Горький очень любит приподнятость настроения. Толстой умеет оставаться величайшим художником, заставляя вас ходить по ровному месту среди серенького дня, и под покровом этой простоты он расставляет громадные капканы, которые должны уловить вас и заставить пойти по тем же путям, по которым он сам идет. А Горькому нравится, чтобы мир смеялся, чтобы солнце сыпало червонцами, чтобы небо было как бездонная лазоревая чаша.
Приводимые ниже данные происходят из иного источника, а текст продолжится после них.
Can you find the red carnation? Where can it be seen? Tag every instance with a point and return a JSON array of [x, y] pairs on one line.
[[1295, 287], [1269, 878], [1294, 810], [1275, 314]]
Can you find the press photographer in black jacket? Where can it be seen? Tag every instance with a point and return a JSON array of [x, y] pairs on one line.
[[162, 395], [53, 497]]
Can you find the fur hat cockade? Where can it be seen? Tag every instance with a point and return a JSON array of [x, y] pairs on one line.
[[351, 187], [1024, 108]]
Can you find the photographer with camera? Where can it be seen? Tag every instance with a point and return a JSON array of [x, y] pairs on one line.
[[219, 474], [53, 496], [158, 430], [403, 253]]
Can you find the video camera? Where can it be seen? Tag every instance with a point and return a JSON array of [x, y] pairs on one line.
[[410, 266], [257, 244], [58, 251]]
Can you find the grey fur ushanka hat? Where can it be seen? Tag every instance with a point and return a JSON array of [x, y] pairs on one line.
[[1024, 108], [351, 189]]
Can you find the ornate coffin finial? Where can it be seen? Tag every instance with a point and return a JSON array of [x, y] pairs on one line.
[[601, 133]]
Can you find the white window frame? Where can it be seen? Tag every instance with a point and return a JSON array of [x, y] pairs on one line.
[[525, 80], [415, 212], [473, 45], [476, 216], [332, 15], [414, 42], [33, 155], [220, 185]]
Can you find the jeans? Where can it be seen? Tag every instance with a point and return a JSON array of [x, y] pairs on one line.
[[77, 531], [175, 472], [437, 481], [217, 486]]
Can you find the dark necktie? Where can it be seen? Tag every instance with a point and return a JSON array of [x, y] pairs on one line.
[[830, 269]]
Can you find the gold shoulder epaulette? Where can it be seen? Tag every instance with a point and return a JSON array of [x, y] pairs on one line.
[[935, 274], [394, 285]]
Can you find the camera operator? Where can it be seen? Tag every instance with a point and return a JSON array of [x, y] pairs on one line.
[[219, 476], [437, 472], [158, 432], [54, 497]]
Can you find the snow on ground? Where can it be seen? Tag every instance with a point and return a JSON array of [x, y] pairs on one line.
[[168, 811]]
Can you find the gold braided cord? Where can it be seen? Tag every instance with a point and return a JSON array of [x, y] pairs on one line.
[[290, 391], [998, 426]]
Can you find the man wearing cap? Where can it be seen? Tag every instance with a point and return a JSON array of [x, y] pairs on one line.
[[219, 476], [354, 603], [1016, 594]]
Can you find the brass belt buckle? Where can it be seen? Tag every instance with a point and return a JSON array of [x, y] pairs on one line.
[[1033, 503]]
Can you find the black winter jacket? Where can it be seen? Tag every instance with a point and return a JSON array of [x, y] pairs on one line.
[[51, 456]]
Некоторая доля приподнятости, декламации, некоторая подчеркнутость рядом с большой прегнантностью, стремлением к мастерскому выражению — это черты, которые всегда Горькому присущи и которые складываются вместе в один букет горьковского художественного реализма. Они нисколько не делают его менее реалистичным, это только один из подходов. У Короленко был другой, у Чехова — третий, у Толстого — четвертый, но все эти писатели являются художественными реалистами.
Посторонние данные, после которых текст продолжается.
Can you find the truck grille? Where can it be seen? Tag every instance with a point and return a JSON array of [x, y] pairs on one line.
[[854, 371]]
Самым важным приемом художественного реализма Горького является, конечно, композиция. Я не хочу вовсе петь хвалы композиции Горького. Рассказы обыкновенно очень хорошо скомбинированы, в них нет ничего лишнего, они неуклонно ведут к концу, конец обыкновенно является настоящим концом, то есть он вас окончательно ставит на ту точку зрения, к которой вас подводили в рассказе. Наоборот, романы очень часто плохо построены. «Фома Гордеев» и в особенности «Трое» — композиция в известной степени рыхлая. И не об этом я говорю, указывая на композиционную или архитектоническую мощь Горького. Я говорю о том, что он в пределах художественного реализма, то есть колоссального правдоподобия, рассказывает только то, что входит в его намерения, и только так, как это нужно для его цели. Его произведения с этой точки зрения являются тенденциозными в самом великолепном смысле слова. Вы не можете застать Горького врасплох вопросом — зачем ты это писал? Каждый раз, когда Горький берется за маленький рассказ или за большой роман, он знает, что что — часть той лестницы настоящего, подлинного сознания жизни, которую он для своего читателя строит.